Mirotic and Doug McDermott, who were placed in the starting lineup to lead the offensive attack, have struggled and have since been replaced by Gibson and Tony Snell -- stronger defensive players. The change in style along with a setback to Mike Dunleavy and Derrick Rose's double vision have led to a rare occurrence -- a team that returned 90 percent of its roster from last season is struggling to find chemistry.
Changes need to be made if the Bulls want to salvage this season. Noah is on contract a year. Pau Gasol is too and Rose's enormous contract has one more year after this one. Butler appears to be the only untouchable player on the roster, though if this rift continues, it may come down to him or Hoiberg.
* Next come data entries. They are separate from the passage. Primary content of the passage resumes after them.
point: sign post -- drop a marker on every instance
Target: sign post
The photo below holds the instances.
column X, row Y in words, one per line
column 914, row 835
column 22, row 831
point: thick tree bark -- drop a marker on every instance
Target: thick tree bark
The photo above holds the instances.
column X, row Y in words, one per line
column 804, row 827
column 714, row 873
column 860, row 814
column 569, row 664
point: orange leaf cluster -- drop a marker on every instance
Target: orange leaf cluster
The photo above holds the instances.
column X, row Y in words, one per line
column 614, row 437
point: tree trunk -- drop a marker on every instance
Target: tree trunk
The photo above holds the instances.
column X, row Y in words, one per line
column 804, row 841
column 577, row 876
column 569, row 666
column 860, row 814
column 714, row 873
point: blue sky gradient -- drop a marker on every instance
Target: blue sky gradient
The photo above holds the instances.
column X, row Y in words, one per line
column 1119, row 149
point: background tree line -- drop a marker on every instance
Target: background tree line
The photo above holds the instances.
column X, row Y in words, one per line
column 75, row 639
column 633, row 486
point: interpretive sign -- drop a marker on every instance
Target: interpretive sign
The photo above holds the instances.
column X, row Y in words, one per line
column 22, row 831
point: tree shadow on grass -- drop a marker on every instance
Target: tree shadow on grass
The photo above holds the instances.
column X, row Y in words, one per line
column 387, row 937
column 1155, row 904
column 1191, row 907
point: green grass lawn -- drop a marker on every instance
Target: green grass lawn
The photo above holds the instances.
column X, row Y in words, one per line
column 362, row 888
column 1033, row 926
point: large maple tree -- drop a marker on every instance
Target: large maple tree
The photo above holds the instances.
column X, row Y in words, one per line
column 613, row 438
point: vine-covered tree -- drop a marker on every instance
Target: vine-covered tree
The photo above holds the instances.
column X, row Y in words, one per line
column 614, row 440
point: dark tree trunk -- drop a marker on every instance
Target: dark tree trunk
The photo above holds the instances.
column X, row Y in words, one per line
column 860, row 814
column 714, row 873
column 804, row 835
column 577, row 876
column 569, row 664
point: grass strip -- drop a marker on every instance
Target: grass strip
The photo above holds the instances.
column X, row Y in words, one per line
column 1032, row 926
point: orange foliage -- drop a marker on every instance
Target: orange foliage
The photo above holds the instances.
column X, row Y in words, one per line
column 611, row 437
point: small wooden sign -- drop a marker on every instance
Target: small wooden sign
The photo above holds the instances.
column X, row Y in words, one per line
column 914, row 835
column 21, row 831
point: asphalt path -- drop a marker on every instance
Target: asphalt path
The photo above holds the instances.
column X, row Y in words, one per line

The Bulls will never tank, it just isn't like them, but they don't appear to be going anywhere this season. It'll be interesting to see how active they are at the trade deadline considering they're already threatening the luxury tax threshold.
Hoiberg may turn out to be the right coach, but he is not the right coach for these players. If Hoiberg and Butler, who were both just signed to five-year contracts, aren't able to find common ground, this could end up being a bigger mess than anything that happened under Thibs, because even when things were at their most chaotic, the Bulls were still winning.
The biggest difference I have seen so far is that this Bulls team just doesn't seem to enjoy playing together. Even when the Bulls have been undermanned in the past, they were always fun to watch. But this Bulls team lacks identity and cohesiveness on both ends of the court.
Now is the time to sell high on some of their players like Noah, Gibson and even Rose. Lightening up their overloaded frontcourt will give more opportunities to rookie Bobby Portis and give them a chance to see if they actually do have players to build around in Mirotic and McDermott.
As of today, the Bulls sit in the No. 7 seed of a much-improved Eastern Conference. They have lost three straight games and 6 of their last 10, and finish out 2015 with a very difficult schedule including Oklahoma City, Dallas, Toronto and Indiana.
The Bulls' front office needs Hoiberg to turn things around. He is the sixth head coach in the last 10 years, not a great record for a general manager to have. If improvements aren't made across the board, we could see changes made at the top, and another potential period of misery like the one we saw in the early 2000s.
The Bulls are on the verge of a new era, and the next few months will determine what kind of era that is going to be.